What I have chosen to do is utilize a pair of wooden rods with string attached so it might be slipped on my middle finger so as not to drop them Alternatively the rods can be griped in the hand using that string as a surface to grasp.

 
 

I am not concerned to use an Okinawan name for them, as they are for personal practice, not something I have gotten from an Okinawan practice.
Though I was inspired by several Okinawan practices. Most specifically that of Shinyu Gushi and his Mee No Jiffa Kata.  http://isshin-concentration.blogspot.com/2013/12/blog-post_239.html   As seen at https://www.youtube.com/watch?v=p-hmow9kpyg .  While he is a Uechi practitioner, this kata is of a Kusanku variation origin.
 
There is some interesting back story for this too.
 
If you read Ernie Estrada’s interview with Hohen Soken at
 
Interview With Hohan Soken: The Last Of The Great Old Time Karate Warriors – Part 1
Interview by Ernie Estrada
 
The following is mentioned.
 
The hairstyle for men in Okinawa (as well as Japan) prior to the modern era was to tie long hair in a knot on top of the head and secure it with a single hairpin, as shown here, or with two hairpins pushed through the topknot from different angles.
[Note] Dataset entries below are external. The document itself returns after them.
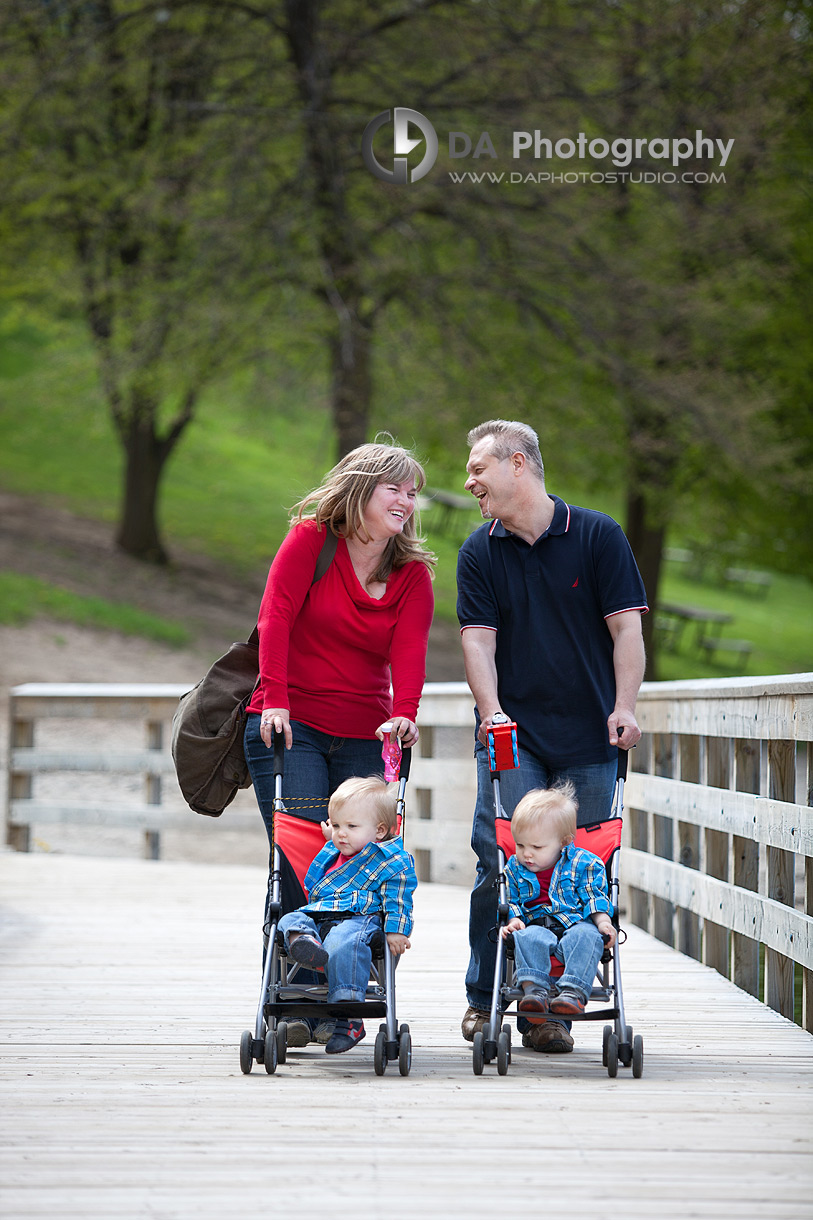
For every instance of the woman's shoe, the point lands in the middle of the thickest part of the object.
(568, 1003)
(535, 1004)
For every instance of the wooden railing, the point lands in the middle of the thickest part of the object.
(718, 858)
(719, 830)
(68, 738)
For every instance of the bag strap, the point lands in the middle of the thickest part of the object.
(324, 561)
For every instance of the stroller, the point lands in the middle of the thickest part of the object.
(282, 996)
(603, 838)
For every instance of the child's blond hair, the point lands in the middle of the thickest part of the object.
(383, 797)
(557, 807)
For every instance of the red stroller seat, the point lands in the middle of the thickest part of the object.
(602, 838)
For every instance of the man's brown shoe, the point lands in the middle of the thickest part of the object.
(552, 1038)
(473, 1020)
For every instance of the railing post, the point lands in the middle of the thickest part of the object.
(715, 937)
(663, 911)
(153, 789)
(745, 950)
(689, 849)
(21, 736)
(779, 969)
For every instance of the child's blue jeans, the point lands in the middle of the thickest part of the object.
(580, 949)
(348, 944)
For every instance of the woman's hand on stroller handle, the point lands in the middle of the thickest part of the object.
(398, 943)
(514, 925)
(276, 720)
(398, 727)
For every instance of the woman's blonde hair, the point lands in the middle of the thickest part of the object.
(382, 794)
(342, 498)
(554, 807)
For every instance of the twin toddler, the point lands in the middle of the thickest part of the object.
(557, 892)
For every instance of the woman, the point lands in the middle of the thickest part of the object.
(330, 648)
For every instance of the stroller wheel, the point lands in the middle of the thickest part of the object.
(637, 1057)
(503, 1053)
(477, 1053)
(247, 1058)
(380, 1052)
(404, 1051)
(612, 1054)
(270, 1052)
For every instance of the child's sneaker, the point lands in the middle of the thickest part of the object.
(568, 1003)
(346, 1036)
(307, 950)
(534, 1004)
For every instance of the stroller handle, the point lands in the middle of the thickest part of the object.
(405, 759)
(278, 753)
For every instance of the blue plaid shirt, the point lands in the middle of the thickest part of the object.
(380, 877)
(578, 888)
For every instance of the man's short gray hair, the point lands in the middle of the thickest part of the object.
(510, 437)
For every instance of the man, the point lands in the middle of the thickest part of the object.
(549, 603)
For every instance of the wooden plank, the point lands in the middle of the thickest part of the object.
(108, 761)
(772, 922)
(775, 822)
(126, 987)
(43, 813)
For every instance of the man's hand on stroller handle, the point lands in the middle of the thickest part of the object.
(398, 727)
(398, 943)
(623, 728)
(276, 720)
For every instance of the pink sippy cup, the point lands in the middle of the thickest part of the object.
(391, 754)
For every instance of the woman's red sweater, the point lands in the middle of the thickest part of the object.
(327, 650)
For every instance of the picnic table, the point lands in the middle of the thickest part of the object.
(448, 505)
(674, 617)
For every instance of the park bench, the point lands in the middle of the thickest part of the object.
(739, 649)
(748, 580)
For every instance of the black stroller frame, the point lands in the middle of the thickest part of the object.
(282, 997)
(619, 1043)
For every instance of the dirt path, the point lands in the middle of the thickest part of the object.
(79, 555)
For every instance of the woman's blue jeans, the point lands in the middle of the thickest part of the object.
(593, 783)
(314, 767)
(580, 948)
(348, 944)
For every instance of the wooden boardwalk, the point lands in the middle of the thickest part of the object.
(125, 990)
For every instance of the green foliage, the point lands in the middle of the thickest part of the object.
(23, 598)
(264, 438)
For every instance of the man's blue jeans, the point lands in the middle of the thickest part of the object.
(580, 948)
(348, 944)
(593, 782)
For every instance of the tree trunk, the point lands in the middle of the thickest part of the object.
(144, 458)
(352, 386)
(646, 541)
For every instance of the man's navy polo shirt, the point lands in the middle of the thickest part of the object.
(548, 604)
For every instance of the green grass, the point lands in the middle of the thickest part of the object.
(23, 598)
(778, 624)
(256, 444)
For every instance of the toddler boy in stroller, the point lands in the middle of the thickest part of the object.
(361, 871)
(558, 903)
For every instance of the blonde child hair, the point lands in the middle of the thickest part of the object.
(557, 807)
(382, 796)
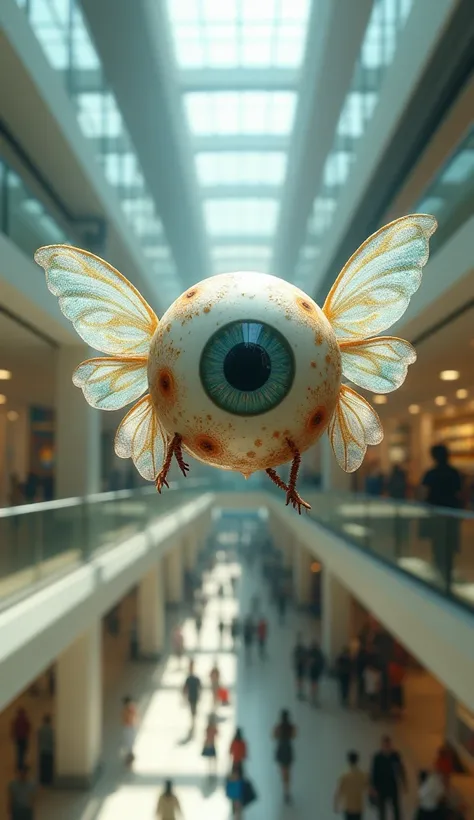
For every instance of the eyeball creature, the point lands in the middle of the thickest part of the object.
(243, 371)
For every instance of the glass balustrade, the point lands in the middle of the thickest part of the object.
(432, 544)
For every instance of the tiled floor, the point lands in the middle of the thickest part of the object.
(259, 690)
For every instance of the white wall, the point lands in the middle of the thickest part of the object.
(36, 630)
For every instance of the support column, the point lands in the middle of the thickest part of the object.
(332, 476)
(78, 430)
(336, 614)
(174, 576)
(302, 578)
(151, 614)
(79, 711)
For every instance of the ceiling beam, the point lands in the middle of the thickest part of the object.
(241, 142)
(146, 87)
(432, 63)
(253, 191)
(240, 79)
(239, 239)
(331, 52)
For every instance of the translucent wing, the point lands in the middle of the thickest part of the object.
(379, 364)
(375, 286)
(112, 382)
(140, 437)
(354, 425)
(105, 309)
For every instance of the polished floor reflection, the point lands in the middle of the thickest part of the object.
(258, 691)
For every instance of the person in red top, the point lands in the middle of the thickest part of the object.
(20, 732)
(238, 749)
(262, 634)
(445, 762)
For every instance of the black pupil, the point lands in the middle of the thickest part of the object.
(247, 367)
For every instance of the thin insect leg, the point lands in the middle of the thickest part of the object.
(160, 480)
(292, 495)
(178, 452)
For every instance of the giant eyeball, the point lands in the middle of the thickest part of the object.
(242, 364)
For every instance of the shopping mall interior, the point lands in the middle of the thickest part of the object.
(178, 140)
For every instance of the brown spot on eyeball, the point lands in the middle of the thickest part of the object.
(166, 384)
(305, 305)
(208, 445)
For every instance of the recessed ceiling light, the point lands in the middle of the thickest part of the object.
(449, 375)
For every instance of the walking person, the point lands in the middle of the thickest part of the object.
(198, 625)
(262, 635)
(215, 676)
(221, 629)
(192, 692)
(209, 748)
(249, 633)
(315, 663)
(387, 778)
(21, 733)
(178, 643)
(372, 683)
(46, 752)
(168, 807)
(129, 729)
(238, 748)
(21, 796)
(344, 675)
(300, 658)
(431, 791)
(235, 631)
(352, 790)
(284, 734)
(361, 660)
(234, 790)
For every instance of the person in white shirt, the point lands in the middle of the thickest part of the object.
(372, 679)
(430, 794)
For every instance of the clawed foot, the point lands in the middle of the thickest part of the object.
(293, 497)
(174, 449)
(160, 480)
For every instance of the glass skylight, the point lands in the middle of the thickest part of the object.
(241, 217)
(239, 33)
(241, 251)
(240, 112)
(241, 168)
(386, 23)
(460, 168)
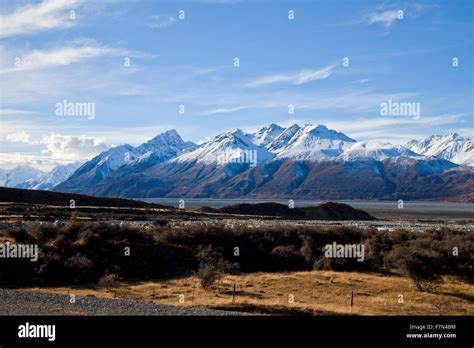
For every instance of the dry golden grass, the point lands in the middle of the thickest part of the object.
(316, 292)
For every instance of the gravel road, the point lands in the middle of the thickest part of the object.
(17, 302)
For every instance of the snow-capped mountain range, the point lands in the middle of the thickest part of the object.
(452, 147)
(27, 177)
(300, 161)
The two hairpin option is probably what Soken used for kusanku (kanku) kata practice since one could be held in each hand. In the begining of the kata the hands are raised overhead, a move which could be modified into a grab of the hairpins. Hairpins also differed. Men of the noble class wore special hairpins in their Samurai-style topknot to signify their social position as shown in this drawing. Made of metal or bone, hairpins were pointed on one end and had a round flat end or wire configuration that would hold the pin in place. Sometime after Japan formally annexed Okinawa, the Meiji authorities outlawed the wearing of topknots (as an old style warrior symbol) and thus hairpins were no longer used
 
This might have been the basis for the idea of doing a version of Kusanku kata with a hairpin, later Jiffa. Then again that might have been the inspiration later for Shimabuku Tatsuo using Kusanku kata for a Sai kata.
 
But I digress in the sake of various historical relevancy.
 
I already have several studies that lend themselves to using short sticks. The Bando form “the Hidden Stick” and the Tanto drills I practice. But I am concerned that as individual techniques they are fine, there are aspects of those practices that do not fit my current needs.
 
Of course the short sticks work with all karate technique. Just using them with the Isshinryu Upperbody Basics would be a solution. But I want more, to utilize the energy movement from my Isshinryu beyond the individual techniques.
 
My choice is to utilize the kata I have been practicing the longest, kata Seisan. I work on revising what I am doing the goal is to make it more effective for me.
 
This is not  what I am currently doing, but is a previous version. Part of the evolution of my practice.
 
 
 
 
 
 
 
I have also been doing a version of Naifanchi kata with the sticks. I employ stepping alongside the other foot and then stepping out instead of cross stepping which is very difficult. I like the swinging motion of the arms with the stick in my hands.
 
I have no intention of using other kata with this practice. I feel this is sufficient for my needs.
 
I continue to practice all the kata as best I can, in addition, as there are too many application studies there too.
 
The bottom line, our karate practice must be to make our defensive use of karate effective. Striking with the sticks in my hand is an effective force enhancer to retain power in my strikes.
 
I remain a martial artist.
 

 
PS Am I happy where I am at? No, but I keep working forward.